Tintagel in Cornwall mercilessly milks its connection with King Arthur and Merlin. The exploitation of any legend is fair game. But in a place with one of the wildest, most savagely romantic coastlines in Britain, the concentration on plastic Excaliber swords and the equivalent of the Excaliber Sup-U-Like and Happy Knights Take Away are depressing. What would the original inhabitants of Tintagel castle be doing if they were around now?

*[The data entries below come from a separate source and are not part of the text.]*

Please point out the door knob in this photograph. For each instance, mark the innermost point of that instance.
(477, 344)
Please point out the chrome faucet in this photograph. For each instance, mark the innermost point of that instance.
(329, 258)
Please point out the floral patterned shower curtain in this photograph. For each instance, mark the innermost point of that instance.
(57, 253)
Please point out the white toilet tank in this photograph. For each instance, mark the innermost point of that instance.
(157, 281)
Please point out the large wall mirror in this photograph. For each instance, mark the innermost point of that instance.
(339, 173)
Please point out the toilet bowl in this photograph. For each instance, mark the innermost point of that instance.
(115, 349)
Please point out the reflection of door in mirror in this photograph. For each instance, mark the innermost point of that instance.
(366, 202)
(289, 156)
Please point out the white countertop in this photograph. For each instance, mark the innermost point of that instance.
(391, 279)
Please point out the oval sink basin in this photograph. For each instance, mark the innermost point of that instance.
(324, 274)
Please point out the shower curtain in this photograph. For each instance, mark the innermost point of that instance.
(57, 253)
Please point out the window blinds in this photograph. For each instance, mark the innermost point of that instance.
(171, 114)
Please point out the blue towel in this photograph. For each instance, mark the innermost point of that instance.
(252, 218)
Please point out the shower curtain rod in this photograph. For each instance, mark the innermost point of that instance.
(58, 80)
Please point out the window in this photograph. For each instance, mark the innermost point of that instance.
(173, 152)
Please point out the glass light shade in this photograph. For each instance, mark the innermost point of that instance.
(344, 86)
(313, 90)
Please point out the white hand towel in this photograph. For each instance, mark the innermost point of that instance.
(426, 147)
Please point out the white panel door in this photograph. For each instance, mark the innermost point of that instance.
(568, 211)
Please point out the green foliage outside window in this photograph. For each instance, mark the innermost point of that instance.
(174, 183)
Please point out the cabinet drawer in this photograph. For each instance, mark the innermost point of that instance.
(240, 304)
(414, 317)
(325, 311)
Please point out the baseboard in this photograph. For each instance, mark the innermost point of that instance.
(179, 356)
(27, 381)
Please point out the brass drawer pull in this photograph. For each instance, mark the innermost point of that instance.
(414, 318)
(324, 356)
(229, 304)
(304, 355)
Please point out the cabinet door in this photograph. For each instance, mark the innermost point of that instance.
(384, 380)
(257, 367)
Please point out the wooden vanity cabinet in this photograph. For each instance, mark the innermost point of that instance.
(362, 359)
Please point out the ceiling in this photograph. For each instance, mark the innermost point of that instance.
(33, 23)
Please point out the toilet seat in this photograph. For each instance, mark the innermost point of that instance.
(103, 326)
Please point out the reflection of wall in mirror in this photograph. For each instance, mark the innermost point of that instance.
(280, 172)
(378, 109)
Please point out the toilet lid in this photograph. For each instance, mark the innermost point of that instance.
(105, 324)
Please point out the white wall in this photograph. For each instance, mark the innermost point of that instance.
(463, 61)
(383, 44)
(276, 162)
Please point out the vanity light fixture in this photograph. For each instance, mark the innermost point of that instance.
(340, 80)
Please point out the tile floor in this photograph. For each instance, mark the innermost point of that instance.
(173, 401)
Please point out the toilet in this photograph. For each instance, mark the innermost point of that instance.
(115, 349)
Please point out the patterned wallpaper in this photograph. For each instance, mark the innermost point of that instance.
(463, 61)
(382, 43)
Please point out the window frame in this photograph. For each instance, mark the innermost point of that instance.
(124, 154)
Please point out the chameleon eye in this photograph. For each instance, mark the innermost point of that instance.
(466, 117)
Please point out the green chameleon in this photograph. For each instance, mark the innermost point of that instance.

What are they up to now, those
medieval heroes?
Sir Lancelot, old and wheezy,
Sits in the back room of the
King Arthur Tavern;
His mind half gone,
He mistakes the glass of wine
shaking in his arthritic
hands for the Holy Grail;
Sir Perceval's a write-off,
Released under a care in the
Community Scheme
He's back in Tintagel
Embarrassing the day-trippers;
In the King Arthur car park
Sir Bedivere's arguing with the
grockles,
He's been short-changing them
again.
Sir Galahad's in trouble -
He's been slipping love potions
into young girls' drinks -
The blonde waitress at the
Camelot Cafe
Has shopped him at last,
Poor old geezer, mumbling
about sheaves and swords,
His innuendoes ripe as melons;
Guinevere couldn't stand him;
She gave up her job at the
Excaliber Sud-U-Like
And ran off with a prat from
the Cornish tourist board.
Merlin fared little better:
His magic reduced to trivia
He turned himself into a
million and one souvenirs
And opened a gift shop.
Perceval, Bors, Gawain, Morgan le Fay, the Fisher King,
The poet shamans, the whole
weird crew,
Wander back and forth
between the lands
Of the living and the dead and
the not-quite-sure.
Spectral creatures,
Glimpsed in Tintagel High
Street late at night
By a few solitary believers.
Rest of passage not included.